Forum Moderators: phranque
Learning from many different google sites to get an overall understanding, I am trying to grasp the following with leading slashes.
I have seen the following example:
RewriteRule ^articles/(.*)\.html$ /articles?$1
Wouldnt this cause a double slash in the url once its redirected?
lets say someone requests
www.domain.com/articles/123.html
it would then go to
www.domain.com//articles?123
I have ran across a few sites that do this.
some do it this way:
RewriteRule ^/articles/(.*)\.html$ /articles?$1
and some do it this way:
RewriteRule ^articles/(.*)\.html$ articles?$1
which one is correct? what are the advantages/disadvantages of doing it with any of the above?
[edited by: Skhan00 at 6:24 pm (utc) on July 1, 2009]
Wouldnt this cause a double slash in the url once its redirected?
No, because that's an internal rewrite not an external redirect. It is taking a URL that matches the pattern on the left, and will get the content from the internal filepath indicated by the filepath on the right. The target is an internal filepath, not a URL.
The rule needs an [L] flag to be added at the end.
Using the leading slash means the file will be looked for in the web root.

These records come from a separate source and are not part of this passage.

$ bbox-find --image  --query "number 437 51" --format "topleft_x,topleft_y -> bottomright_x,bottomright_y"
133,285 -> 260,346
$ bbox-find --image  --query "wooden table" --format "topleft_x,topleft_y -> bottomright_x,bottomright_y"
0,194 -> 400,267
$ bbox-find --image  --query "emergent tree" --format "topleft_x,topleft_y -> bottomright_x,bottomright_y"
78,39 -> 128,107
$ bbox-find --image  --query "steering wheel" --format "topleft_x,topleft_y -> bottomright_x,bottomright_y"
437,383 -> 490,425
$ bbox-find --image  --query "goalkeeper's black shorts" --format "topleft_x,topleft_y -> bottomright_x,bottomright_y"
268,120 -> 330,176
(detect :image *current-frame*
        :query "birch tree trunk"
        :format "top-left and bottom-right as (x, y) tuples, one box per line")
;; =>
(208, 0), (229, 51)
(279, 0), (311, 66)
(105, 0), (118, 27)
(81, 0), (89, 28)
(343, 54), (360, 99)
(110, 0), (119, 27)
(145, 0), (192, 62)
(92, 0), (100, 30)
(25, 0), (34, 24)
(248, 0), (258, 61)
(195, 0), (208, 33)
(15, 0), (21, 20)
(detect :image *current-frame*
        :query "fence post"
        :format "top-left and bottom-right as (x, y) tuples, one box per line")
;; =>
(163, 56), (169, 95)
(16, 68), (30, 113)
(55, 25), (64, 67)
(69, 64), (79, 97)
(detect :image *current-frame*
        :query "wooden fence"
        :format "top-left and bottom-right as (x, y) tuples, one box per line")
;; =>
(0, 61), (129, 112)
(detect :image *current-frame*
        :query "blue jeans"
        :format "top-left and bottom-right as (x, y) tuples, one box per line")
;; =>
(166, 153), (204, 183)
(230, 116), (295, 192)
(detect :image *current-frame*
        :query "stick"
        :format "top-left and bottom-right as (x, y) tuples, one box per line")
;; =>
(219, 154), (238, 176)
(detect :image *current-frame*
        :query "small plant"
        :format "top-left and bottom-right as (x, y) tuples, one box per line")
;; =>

The (.*) pattern is very inefficient, needing multiple backoff-and-retry operations. Use ([^.]+) or similar instead.
some do it this way:
RewriteRule ^/articles/(.*)\.html$ /articles?$1
and some do it this way:
RewriteRule ^articles/(.*)\.html$ articles?$1
If the code is located in /directory1/.htaccess, then "/directory1/" will be stripped off by the time the RewriteRule attempts to match it with a pattern.
Jim
Jim, all my config files fore redirects and rewrites go into my httpd subfolders that get loaded by apache. (not in htaccess files)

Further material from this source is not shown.